N,N,N',N'-Tetramethyl-p-phenylenediamine (TMPD) oxidase activity was assayed by measuring the increase in absorbance at 562 nm using a mixture of 25 mM TMPD, 0.1 M NaCl, and 50 mM NaPi at pH 6.5, and calculated using a millimolar absorption coefficient of 10.5 mM-1 cm-1. To avoid the auto-oxidation of TMPD, the assay was performed at 40°C.
Menaquinol oxidase activity was assayed at 40°C by measuring the oxidation rate of menaquinol-1, which had been reduced with sodium dithionite, in a final volume of 700 μL containing a suitable amount of enzyme, 20 mM NaPi at pH 7.0, 0.1% (w/v) DDM, 1 mM EDTA, and 0.2 mM menaquinol-1. The oxidation of reduced menaquinone was followed by measuring the increase in absorbance at 270.7 nm, and the activity was calculated using a millimolar absorption coefficient of 8.13 mM-1 cm-1.
Electrophoretic analyses
Blue-native polyacrylamide gel electrophoresis (BN-PAGE) was performed according to the method of Schägger et al. [25]. Nondenaturating electrophoresis was started at 100 V until the sample was within the stacking gel and continued with the voltage and current limited to 350 V and 15 mA, respectively. For two-dimensional analysis, a slice of the BN-PAGE gel was excised and soaked in 1% sodium dodecyl sulfate (SDS) and 1% mercaptoethanol buffer for 1 h and then embedded in a separating gel containing 15% acrylamide. Two-dimensional analysis was performed at room temperature with the current limited to 20 mA. SDS-PAGE was performed according to the method of Laemmli [26]. The gel was stained for protein with CBB and for heme with o-toluidine in the presence of H2O2. Gels were immersed in a solution containing 1% (w/v) o-tolidine, 80% (v/v) CH3OH and 10% (v/v) CH3COOH for 10 min, and then H2O2 was added at final concentration of 1% (v/v).
Mass analysis
Matrix-assisted laser desorption ionization, time-of-flight (MALDI-TOF) mass spectrometry of proteins was performed using 2- (4-hydroxyphenylazo) benzoic acid (HABA) as the matrix as described by Ghaim et al. [27]. The cytochromes extracted from the SDS-PAGE gel were precipitated with trichloroacetic acid (TCA) and were dissolved in 99% formic acid before mixing at a 1:5 ratio with a 50% acetonitrile solution containing 1.3 mg HABA ml-1 and 0.1% trifluoroacetic acid. The mixture was spotted onto a sample plate and analyzed using a MALDI-TOF mass spectrometer.

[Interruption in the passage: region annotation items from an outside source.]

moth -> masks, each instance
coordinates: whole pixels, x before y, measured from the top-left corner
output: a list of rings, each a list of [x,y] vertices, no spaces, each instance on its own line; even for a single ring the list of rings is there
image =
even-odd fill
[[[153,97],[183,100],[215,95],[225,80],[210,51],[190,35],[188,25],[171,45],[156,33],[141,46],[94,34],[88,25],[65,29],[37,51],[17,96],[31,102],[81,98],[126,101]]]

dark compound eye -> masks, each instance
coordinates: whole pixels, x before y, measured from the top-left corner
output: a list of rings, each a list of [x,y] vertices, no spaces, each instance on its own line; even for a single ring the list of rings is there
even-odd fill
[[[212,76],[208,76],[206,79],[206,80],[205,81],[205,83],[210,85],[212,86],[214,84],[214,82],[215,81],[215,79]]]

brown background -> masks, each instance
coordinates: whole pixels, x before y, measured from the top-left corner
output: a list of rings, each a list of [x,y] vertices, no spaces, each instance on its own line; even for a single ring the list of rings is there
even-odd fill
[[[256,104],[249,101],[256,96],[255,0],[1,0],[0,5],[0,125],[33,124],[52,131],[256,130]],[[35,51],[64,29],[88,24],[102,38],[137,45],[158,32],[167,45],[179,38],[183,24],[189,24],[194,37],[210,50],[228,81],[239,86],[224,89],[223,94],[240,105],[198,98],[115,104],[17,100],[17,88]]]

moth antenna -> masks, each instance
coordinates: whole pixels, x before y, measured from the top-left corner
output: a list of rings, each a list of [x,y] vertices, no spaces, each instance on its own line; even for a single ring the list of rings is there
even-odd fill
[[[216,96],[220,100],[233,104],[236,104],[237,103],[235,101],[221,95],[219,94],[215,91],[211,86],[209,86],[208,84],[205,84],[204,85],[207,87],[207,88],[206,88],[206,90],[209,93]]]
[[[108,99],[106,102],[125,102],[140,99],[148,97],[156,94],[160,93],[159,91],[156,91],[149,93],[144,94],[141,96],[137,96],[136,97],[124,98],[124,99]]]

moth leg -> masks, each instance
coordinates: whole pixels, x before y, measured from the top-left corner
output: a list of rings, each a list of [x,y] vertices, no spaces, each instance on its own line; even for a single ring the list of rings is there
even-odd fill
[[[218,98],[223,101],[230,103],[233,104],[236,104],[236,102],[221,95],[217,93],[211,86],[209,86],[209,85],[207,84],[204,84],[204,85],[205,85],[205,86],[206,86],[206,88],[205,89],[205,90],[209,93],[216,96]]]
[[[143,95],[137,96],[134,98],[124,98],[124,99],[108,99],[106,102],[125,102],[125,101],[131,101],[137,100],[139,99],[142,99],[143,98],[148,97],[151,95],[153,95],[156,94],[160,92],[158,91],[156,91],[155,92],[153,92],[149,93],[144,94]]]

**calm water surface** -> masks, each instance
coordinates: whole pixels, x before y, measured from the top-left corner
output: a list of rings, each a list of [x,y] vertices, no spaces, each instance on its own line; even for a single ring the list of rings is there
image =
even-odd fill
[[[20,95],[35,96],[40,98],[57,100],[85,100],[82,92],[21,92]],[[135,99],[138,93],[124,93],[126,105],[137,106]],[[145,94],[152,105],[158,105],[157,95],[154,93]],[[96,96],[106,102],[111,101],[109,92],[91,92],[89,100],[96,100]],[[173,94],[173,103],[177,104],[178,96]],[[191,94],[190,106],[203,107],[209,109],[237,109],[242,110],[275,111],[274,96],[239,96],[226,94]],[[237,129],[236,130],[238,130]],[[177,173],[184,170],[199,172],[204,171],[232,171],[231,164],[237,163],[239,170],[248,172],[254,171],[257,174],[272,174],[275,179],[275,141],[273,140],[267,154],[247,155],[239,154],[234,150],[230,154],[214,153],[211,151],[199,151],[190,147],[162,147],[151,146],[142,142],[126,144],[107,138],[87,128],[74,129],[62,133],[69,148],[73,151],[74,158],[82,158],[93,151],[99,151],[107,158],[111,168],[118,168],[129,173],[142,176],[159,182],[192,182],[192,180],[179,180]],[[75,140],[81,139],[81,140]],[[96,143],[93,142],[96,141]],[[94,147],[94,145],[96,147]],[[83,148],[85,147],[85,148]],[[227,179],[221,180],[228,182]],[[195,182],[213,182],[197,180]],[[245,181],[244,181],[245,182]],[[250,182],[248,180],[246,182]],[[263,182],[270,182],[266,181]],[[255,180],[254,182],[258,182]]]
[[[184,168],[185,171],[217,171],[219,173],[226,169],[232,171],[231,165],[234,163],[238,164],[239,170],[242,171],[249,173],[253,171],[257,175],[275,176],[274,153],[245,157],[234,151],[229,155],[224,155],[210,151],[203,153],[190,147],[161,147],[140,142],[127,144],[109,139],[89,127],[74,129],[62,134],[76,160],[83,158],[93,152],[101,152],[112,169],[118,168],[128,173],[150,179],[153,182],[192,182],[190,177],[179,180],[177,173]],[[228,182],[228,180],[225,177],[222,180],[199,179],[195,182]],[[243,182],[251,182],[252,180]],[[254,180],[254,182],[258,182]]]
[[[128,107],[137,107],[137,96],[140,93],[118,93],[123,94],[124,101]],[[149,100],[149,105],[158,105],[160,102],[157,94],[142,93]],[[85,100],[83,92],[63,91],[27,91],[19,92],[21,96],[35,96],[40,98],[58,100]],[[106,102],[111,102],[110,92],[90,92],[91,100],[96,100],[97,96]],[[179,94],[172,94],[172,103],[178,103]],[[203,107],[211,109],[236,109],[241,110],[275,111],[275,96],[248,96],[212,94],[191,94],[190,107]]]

For heme analysis, heme was extracted from partially purified cytochrome oa3 oxidase with acetone containing 10% concentrated HCl as described previously [28]. After centrifugation, the heme in the supernatant was extracted with ethyl acetate. The heme-containing upper phase was removed, and the ethyl acetate was evaporated under a stream of nitrogen. Heme was dissolved in 30% acetonitrile and then mixed at a 1:1 ratio with a 50% acetonitrile solution containing 10 mg α-cyano-4-hydroxy cinnamic acid ml-1 and 0.1% trifluoroacetic acid. The mixture was spotted onto a sample plate and analyzed using a MALDI-TOF mass spectrometer.
Additional analyses
Absorption spectra were measured with a recording spectrophotometer (Beckman DU70) at room temperature. Spectra of pyridine ferro-hemochromes were measured in the presence of 10% (v/v) pyridine, 0.05 N NaOH, and 1% (w/v) SDS. For membrane preparations, samples were mixed with 5% (w/v) Triton X-100 and centrifuged at 100,000 × g for 20 min at 4°C, as a common procedure to minimize turbidity. Protein concentration was determined using a modified Lowry method [29].